I have a pandas dataframe which looks like this:
{
'entry': string,
'category': string,
'cat_1_score': float,
'cat_2_score': float,
'cat_3_score': float
}
A piece of this dataframe:
**entry** **category**
Entry161 cat_1
Entry37 cat_2; cat_1
Entry209 cat_1
Entry161 cat_1
Entry161 cat_1
Entry46 cat_1
Entry47 cat_3; cat_1
Entry37 cat_2; cat_1
Entry75 cat_1
Entry161 cat_1
Reproducible:
df = pd.DataFrame([['Entry161', 'cat_1'], ['Entry137', 'cat_2; cat_1'], ['Entry209', 'cat_1'], ['Entry161', 'cat_1'], ['Entry161', 'cat_1'], ['Entry46', 'cat_1'], ['Entry47', 'cat_3; cat_1'], ['Entry37', 'cat_2; cat_1'], ['Entry75', 'cat_1'], ['Entry161', 'cat_1']], columns=['entry', 'category'])

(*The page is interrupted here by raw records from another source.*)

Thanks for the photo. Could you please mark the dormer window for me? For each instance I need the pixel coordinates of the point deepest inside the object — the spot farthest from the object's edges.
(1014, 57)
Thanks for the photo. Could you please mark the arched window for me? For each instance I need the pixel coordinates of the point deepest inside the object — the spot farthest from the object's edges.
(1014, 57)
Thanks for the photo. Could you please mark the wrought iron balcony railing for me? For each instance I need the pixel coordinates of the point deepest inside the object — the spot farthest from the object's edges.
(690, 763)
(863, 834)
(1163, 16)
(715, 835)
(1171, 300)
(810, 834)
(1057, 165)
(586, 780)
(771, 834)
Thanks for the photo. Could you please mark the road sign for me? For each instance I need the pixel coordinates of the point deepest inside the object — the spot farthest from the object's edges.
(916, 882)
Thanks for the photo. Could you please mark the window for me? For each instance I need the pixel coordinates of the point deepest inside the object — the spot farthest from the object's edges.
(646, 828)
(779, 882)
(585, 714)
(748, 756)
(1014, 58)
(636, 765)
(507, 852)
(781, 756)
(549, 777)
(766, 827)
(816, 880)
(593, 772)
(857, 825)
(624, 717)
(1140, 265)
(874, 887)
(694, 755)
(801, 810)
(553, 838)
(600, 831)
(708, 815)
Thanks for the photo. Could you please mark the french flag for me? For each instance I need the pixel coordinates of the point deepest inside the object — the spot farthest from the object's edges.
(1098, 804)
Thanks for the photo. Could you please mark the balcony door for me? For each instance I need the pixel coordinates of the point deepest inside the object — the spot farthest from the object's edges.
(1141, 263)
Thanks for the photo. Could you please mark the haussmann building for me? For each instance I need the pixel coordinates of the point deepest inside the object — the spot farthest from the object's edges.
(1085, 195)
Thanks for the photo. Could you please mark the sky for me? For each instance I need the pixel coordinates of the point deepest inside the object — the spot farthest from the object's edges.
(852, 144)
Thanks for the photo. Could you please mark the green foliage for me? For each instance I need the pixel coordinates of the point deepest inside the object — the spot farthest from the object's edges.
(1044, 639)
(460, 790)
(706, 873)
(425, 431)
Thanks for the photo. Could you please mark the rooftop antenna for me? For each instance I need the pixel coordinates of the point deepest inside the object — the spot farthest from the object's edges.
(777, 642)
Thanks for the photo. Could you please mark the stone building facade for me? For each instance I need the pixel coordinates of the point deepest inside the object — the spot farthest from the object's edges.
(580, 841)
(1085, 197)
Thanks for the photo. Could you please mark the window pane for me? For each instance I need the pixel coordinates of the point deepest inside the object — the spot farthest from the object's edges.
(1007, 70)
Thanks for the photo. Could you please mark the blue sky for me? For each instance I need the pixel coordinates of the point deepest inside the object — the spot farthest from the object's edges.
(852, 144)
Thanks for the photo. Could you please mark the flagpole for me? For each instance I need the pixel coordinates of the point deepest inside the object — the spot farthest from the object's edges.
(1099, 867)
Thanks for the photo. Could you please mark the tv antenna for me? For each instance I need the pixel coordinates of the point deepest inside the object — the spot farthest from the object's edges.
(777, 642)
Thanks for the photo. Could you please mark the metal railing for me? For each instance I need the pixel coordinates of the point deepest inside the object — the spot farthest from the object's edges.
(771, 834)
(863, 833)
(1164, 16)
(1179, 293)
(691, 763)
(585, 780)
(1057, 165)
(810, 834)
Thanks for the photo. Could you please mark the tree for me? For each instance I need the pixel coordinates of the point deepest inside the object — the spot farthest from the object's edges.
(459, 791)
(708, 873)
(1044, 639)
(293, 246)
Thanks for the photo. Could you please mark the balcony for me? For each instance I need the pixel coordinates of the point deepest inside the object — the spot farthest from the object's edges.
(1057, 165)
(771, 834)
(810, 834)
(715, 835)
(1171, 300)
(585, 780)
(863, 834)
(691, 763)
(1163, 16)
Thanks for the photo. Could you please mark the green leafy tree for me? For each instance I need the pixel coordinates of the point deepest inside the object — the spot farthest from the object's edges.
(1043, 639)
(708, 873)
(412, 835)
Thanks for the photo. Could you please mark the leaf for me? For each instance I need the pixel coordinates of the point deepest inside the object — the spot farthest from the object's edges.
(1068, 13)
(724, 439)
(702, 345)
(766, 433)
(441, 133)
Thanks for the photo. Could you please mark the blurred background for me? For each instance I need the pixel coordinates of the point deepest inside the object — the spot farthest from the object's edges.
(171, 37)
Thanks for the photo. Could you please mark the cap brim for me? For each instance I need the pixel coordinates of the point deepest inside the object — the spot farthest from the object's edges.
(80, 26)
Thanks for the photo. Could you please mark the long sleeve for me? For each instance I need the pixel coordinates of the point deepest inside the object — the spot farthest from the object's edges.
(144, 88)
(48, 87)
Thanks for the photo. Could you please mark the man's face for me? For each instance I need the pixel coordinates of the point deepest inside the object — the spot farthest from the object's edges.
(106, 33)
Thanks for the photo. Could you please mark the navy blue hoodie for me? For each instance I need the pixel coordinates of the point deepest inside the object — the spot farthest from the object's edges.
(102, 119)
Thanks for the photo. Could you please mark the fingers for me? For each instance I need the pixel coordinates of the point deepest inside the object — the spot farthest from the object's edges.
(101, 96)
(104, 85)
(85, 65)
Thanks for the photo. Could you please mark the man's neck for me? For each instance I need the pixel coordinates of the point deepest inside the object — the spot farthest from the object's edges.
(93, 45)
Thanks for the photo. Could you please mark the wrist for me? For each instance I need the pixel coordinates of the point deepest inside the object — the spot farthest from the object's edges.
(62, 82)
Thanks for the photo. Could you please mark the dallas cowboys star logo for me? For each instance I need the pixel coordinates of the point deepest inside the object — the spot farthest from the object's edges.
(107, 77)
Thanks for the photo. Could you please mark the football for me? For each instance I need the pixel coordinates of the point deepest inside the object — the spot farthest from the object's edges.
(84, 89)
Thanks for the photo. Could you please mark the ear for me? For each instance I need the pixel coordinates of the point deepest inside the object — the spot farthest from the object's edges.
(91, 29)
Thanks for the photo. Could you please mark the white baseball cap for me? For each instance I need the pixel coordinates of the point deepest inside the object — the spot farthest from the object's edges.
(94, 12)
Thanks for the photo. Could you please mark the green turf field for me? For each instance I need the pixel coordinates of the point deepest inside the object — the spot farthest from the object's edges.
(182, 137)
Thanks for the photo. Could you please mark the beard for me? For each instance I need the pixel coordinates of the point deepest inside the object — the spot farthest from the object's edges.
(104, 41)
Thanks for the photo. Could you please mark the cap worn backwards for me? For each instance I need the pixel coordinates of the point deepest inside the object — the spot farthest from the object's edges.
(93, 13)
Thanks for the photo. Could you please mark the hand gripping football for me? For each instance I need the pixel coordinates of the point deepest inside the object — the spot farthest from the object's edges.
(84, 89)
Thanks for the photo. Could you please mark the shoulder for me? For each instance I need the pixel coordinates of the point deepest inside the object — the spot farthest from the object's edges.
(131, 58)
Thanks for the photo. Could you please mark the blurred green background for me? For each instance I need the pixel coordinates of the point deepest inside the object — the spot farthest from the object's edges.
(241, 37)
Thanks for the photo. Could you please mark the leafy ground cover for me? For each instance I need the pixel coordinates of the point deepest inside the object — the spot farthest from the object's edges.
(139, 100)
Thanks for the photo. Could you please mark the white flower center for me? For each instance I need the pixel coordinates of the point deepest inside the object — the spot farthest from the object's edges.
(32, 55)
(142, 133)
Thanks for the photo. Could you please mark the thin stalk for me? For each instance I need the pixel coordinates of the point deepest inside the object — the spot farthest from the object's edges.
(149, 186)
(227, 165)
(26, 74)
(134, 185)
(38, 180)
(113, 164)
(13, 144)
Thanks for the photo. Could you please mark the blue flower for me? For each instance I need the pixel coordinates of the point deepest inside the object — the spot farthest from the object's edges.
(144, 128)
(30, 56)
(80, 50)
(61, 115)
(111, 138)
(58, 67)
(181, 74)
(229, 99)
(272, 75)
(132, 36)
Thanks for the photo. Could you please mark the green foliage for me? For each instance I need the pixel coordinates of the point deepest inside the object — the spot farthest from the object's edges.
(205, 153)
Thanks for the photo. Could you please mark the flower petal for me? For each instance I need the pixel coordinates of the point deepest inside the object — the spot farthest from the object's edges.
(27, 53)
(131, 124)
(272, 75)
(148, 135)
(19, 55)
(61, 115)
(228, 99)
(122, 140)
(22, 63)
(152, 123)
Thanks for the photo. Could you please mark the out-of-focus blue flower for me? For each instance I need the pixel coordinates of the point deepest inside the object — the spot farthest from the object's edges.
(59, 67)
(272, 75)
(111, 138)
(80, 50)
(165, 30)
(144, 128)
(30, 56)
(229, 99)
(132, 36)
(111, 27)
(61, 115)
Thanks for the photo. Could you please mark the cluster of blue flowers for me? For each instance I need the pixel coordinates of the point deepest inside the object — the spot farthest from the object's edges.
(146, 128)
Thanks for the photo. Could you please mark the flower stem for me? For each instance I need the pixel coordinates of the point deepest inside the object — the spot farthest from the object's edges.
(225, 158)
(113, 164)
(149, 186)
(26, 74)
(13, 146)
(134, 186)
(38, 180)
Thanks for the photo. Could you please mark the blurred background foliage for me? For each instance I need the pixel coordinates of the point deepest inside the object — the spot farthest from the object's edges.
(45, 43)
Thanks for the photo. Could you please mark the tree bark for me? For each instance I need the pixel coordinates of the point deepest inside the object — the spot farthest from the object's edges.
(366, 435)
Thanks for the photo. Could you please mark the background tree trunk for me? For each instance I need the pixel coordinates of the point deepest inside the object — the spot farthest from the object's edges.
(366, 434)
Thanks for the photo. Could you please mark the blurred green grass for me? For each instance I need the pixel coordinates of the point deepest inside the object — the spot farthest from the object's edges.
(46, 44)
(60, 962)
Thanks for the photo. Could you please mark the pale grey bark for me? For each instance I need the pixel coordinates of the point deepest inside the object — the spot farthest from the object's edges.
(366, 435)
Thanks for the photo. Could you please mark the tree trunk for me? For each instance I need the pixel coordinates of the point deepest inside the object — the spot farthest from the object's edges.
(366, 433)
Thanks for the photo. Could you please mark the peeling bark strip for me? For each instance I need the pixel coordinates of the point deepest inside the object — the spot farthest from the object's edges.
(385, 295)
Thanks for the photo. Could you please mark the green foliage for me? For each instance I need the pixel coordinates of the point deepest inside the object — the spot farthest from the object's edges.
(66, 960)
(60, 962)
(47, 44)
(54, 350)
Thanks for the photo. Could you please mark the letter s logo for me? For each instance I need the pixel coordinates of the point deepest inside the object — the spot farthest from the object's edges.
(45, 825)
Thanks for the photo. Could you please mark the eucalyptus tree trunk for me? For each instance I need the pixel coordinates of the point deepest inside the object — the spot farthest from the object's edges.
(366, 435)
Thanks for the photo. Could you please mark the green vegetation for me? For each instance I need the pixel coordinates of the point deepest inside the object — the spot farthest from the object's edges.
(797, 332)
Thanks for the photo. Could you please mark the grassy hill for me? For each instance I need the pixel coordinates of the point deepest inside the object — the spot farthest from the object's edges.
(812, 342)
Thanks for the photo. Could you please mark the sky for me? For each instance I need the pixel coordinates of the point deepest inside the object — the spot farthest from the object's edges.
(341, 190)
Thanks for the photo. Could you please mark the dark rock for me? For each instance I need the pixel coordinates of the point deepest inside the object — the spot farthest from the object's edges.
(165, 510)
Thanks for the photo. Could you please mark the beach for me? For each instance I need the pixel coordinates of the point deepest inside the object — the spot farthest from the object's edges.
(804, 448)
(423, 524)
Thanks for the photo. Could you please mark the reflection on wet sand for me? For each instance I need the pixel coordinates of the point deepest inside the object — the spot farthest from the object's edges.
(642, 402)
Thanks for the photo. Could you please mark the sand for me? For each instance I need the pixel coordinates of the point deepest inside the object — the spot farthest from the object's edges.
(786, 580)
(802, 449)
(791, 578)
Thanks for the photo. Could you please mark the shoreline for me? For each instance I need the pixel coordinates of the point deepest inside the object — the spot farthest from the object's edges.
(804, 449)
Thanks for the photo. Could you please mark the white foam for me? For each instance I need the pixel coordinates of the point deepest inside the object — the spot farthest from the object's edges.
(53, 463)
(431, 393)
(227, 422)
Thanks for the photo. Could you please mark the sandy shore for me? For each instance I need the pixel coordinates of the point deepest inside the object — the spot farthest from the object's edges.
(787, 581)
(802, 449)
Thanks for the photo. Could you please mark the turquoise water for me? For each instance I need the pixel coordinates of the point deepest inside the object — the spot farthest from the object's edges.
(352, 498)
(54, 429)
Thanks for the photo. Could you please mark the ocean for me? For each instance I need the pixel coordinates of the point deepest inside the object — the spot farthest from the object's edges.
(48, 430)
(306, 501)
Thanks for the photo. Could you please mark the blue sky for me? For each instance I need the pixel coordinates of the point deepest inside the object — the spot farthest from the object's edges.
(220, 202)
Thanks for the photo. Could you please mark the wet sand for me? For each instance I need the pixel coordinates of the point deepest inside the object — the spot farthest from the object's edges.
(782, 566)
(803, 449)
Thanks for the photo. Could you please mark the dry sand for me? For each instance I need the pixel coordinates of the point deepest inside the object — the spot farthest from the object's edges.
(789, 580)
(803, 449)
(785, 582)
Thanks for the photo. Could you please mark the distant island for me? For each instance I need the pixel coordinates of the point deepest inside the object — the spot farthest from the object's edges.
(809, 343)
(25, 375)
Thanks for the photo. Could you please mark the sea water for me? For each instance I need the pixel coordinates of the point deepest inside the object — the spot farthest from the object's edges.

and I want to create a Python Counter
Object that will be a nested dictionary of the form {'entry': {'category': count}}
. Values of entry
are non-unique, and values of category
can be one or more of cat_1, cat_2, cat_3
. For example, in the first row, since there is only cat_1
, the value for cat_1_score
will be greater than zero, and the values for cat_2_score
and cat_3_score
will be zero.
In the example above, the Python Counter should look like:
{'Entry161': {'cat_1': 4}, 'Entry37': {'cat_1':2, 'cat_2': 2}...}
In the case that category
only takes single values, the straightforward, albeit inefficient way of doing this would be iterating over the rows of the DataFrame like this:
my_counter = defaultdict(Counter)
for i, row in df.iterrows():
my_counter[row.entry][row.category] += 1
Depending on the value of category
(one of cat_1
, cat_2
, cat_3
) the appropriate _score
is nonzero. So there has to be faster way to generate these counters without iterating over rows of the dataframe, and using vectorization instead.
Unfortunately this gets more complicated if there is the option of having multiple entries in the category
column, separated by a semi colon, for example one row can have cat_1; cat_3
as an entry to this column, and the counter needs to take into account both cases. In that case, my way to work around it would be:
for i, row in df.iterrows():
for cat in ['cat_1', 'cat_2', 'cat_3']:
if cat in row.category:
my_counter[row.entry][cat] += 1
Is there a way to substitute these two code snippets with a more pandas-preferred way?